Além disso, o delegado explica que a polícia e o Poder Judiciário não analisam apenas a quantidade de drogas guardadas para classificar a pessoa abordada como traficante ou usuário.

“Temos que analisar outros aspectos, como como o local da ação e se o indivíduo tem antecedentes. Por exemplo, alguém é pego com 10 gramas de maconha, mas pode ter uma lista de nomes e valores, indicando tráfico, além de um pacote de dinheiro, hoje poucas pessoas usam, a gente só usa cartão praticamente. Você começa a perguntar, a pessoa diz que está desempregada, não sabe explicar a origem do dinheiro. Então, você percebe que, apesar da pouca quantidade de drogas que ele estava portando, ela pode ser traficante, pois muitos traficantes carregam pequenas quantidades para vender”.

O que muda?

A advogado Fábio Cenci explica a decisão do STF. Ele menciona que o grande debate levado ao Supremo Tribunal é a diferenciação de usuário e traficante. O advogado ressalta que a lei já fazia essa diferenciação, tendo o usuário penalidades administrativas. No entanto, a lei não trazia um critéro objetivo -- que agora é a quantificação.

“O Supremo não tem força para legislar e nesse caso não legislou, na minha opinião, simplesmente tarifou, quantificou, qualificou o que é um e o que é outro. O supremo, o juiz, tem essa função em determinadas situações de trazer o critério objetivo com a finalidade, penso, de impedir um encarceramento, às vezes, até exagerado de uma pessoa que cumpre suas funções, trabalha, tem as suas responsabilidades e consome maconha”.

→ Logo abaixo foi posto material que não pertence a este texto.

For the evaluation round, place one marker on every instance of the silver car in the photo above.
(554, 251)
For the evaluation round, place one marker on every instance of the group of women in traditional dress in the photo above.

O advogado declara, ainda, que não está defendendo do uso de drogas, mas acredita que deve haver uma reflexão sobre a questão social. “Uma associação brasileira fez um levantamento, e aí temos um outro problema que ele é social e não jurídico, de situações idênticas, com pessoas diferentes e tratamentos diferentes. Levantou-se que muitas pessoas que eram surpreendidas com 20 gramas de maconha, mas em regiões mais periféricas eram classificadas, julgadas e penalizadas como traficantes. Pessoas localizadas e surpreendidas com a mesma quantidade de drogas em situações mais abastadas e de um estereótipo menos necessitado, pessoas com condições financeiras maior, inclusive com um pouco mais de drogas, eram classificadas como usuários. É justo isso?”, questiona o advogado. “Não estou fazendo defesa, mas a realidade social mostra que o uso de drogas lícitas ou ilícitas acontece desde que o mundo é mundo e se fosse questão exlusivamente de segurança pública, os Estados Unidos teria resolvido esse problema”, complementou.

Efeitos da maconha

Conforme a médica psiquiatra Ana Valentina Salvador, a cannabis leva o usuário ao vício, podendo, muitas vezes, ser necessário a internação. Dessa forma, ela enxerga o uso da maconha como um problema de saúde pública. “A quantidade que ele vai consumir vai determinar o mal que aquela droga está fazendo. Pelo que eu entendi, a quantidade não é pequena. É uma quantidade que parece que dá para uns dois meses de uso, se for um uso pequeno diário. Então, eu acho que acaba caracterizando uma quantidade que daria para vender. Acredito que seria díficil até se fosse pouca quantidade”, informou.

A médica também declara os efeitos na maconha no organismo. Ela diz que a substância causa euforia, fazendo a pessoa que a utiliza sempre querer mais. ”O uso da droga no início causa certo sintomas. A partir do momento que a pessoa continua com a frequência do uso, vai mudando o tipo de sintoma. Então, ela vai querer sempre uma quantidade maior para procurar ter aquele efeito inicial que ela tinha, uma certa euforia, dar risada, tudo é engraçado, e com o tempo, a quantidade tem que aumentar para ele ter o mesmo efeito. Então, a tendência de quem usa é ir aumentando mesmo a quantidade”, finaliza a médica.